Significantly, the Group’s announcement was made shortly after President Biden ordered the bombing of Iranian targets in Syria – an action which, lacking Security Council authorization and taking place in the absence of any armed attack against the US, clearly violated international law and threatens further conflict in the Middle East. This action also sent a message to the world that President Biden continues to operate under the assumption that the US has a unique right to use force anywhere in the world and at any time of its choosing.

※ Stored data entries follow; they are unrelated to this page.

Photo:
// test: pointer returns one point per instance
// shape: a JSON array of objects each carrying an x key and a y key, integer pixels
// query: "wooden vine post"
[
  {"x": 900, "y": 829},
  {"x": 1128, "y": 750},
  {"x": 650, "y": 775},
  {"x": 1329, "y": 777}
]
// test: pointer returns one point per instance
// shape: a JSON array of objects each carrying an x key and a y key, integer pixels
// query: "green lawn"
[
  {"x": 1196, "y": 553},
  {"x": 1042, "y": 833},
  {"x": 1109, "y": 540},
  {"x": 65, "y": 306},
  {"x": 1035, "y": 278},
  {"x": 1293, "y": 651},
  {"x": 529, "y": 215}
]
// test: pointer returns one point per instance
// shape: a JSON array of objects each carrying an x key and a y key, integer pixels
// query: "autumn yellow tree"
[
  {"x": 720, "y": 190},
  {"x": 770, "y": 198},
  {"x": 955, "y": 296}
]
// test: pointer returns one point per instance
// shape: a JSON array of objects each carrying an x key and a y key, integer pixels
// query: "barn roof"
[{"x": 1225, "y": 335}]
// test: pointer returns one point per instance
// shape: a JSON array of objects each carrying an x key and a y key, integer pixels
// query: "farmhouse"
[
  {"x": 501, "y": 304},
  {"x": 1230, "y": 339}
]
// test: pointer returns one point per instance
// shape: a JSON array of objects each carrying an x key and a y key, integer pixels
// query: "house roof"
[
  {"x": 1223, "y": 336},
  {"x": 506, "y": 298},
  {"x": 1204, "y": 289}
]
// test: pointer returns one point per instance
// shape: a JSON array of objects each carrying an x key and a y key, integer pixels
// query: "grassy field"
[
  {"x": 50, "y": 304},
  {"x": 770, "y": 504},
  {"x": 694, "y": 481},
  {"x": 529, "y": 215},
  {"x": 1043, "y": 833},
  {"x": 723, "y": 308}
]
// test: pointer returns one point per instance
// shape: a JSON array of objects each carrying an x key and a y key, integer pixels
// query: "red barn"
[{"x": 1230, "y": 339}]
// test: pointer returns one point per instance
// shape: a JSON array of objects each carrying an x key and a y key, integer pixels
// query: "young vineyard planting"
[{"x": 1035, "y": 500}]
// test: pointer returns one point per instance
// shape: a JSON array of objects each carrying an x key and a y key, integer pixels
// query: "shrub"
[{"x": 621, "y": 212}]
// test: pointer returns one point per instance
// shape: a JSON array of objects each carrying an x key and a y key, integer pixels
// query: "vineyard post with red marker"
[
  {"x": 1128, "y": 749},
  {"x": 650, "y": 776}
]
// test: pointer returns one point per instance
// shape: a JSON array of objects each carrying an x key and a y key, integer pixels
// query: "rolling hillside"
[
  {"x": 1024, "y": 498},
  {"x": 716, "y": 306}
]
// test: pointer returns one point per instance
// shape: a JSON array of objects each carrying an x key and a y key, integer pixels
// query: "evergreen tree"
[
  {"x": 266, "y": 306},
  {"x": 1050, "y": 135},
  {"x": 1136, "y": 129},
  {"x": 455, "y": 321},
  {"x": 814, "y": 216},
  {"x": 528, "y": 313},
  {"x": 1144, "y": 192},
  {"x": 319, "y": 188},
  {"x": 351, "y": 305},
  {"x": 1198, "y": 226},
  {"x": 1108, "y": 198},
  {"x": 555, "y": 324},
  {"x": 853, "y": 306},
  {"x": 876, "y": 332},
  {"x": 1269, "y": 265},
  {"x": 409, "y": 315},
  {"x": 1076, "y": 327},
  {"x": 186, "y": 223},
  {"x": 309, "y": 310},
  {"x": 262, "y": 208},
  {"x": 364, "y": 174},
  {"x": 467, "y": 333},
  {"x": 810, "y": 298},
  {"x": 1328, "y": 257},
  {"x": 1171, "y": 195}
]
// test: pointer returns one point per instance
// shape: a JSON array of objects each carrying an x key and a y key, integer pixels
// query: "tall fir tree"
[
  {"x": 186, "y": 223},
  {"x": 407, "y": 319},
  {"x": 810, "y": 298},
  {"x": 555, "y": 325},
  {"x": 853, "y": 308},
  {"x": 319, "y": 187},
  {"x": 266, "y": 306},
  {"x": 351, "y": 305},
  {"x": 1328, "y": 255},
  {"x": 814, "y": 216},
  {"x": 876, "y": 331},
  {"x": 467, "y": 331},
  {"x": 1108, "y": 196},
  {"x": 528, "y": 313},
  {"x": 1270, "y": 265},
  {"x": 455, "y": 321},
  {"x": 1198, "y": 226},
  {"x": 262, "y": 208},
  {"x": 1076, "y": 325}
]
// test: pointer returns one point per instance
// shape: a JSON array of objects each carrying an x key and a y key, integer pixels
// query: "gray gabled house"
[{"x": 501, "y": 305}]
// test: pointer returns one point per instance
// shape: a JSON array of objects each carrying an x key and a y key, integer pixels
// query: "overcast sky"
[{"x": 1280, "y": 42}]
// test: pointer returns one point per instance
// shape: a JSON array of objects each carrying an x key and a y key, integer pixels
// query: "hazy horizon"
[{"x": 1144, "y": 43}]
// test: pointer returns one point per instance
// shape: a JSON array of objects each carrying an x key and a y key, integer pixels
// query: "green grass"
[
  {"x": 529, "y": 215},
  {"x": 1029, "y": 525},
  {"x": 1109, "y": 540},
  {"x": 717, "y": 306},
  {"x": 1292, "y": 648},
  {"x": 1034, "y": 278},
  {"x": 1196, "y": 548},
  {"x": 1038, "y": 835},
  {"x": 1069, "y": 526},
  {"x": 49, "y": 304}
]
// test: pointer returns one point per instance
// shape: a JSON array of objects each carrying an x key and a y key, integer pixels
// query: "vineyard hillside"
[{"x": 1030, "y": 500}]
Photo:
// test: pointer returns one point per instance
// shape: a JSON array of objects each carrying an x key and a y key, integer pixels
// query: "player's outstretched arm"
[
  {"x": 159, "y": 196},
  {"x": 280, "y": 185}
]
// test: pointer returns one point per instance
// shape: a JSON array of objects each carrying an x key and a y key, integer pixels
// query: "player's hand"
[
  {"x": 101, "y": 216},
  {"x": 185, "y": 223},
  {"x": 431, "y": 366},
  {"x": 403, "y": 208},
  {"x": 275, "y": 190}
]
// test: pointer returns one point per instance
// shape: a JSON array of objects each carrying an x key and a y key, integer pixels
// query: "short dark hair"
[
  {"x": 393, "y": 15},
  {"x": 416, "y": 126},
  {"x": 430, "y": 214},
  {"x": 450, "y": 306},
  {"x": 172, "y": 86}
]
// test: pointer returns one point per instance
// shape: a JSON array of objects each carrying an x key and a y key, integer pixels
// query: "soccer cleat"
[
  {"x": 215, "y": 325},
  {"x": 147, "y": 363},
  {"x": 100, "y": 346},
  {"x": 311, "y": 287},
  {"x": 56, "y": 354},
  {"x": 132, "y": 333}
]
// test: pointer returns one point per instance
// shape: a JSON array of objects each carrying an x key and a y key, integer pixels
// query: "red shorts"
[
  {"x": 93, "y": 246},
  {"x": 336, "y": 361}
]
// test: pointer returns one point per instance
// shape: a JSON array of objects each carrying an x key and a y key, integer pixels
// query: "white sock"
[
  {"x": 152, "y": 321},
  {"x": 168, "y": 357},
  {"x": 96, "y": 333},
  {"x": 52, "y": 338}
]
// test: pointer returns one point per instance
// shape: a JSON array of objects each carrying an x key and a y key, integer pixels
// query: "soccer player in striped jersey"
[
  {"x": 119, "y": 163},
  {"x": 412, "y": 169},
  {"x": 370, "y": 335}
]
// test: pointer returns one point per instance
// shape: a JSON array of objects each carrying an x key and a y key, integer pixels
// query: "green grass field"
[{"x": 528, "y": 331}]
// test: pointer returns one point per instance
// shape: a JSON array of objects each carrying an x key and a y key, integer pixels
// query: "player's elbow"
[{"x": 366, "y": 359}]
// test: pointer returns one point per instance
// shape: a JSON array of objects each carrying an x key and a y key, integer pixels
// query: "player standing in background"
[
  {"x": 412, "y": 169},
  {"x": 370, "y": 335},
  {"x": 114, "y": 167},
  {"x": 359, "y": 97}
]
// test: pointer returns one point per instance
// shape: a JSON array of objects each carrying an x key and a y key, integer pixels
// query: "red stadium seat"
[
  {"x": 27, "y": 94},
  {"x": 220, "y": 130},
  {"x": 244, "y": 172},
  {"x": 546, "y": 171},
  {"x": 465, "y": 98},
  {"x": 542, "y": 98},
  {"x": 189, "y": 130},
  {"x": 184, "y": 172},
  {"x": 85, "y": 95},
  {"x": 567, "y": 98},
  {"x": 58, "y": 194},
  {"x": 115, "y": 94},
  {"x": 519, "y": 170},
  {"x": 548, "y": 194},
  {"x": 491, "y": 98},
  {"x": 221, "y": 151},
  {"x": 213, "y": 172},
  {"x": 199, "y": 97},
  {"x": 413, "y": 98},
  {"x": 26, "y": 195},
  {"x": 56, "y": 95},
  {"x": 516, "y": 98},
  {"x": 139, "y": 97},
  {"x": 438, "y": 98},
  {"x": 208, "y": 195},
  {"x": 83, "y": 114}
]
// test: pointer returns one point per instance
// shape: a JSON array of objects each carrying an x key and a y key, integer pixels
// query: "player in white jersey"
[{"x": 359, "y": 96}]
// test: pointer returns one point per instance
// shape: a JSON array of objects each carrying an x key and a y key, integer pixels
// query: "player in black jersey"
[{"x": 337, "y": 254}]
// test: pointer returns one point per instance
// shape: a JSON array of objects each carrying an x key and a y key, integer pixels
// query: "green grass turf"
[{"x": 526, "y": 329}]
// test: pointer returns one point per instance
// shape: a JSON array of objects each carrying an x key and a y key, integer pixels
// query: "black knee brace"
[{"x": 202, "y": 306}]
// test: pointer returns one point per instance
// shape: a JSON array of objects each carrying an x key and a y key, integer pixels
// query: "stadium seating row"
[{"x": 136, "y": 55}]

The Group’s announced intention to bring new life to the UN Charter’s core provisions therefore could not come at a more crucial time. The US’s post-Cold War pretense to lead a unipolar world as the sole superpower must come to an end. The US’s unilateral military actions throughout the world (from Afghanistan to Iraq to Libya) have only left chaos and misery in their wake, and the US has proven that it is both unable and unwilling to mend the nations it has torn asunder. Only the concerted action of the rest of the world to restore the rule of law instead of the law of the jungle for which the US has long advocated can bring some semblance of stability to the globe. The Group’s recently-announced initiative is a good start to this process.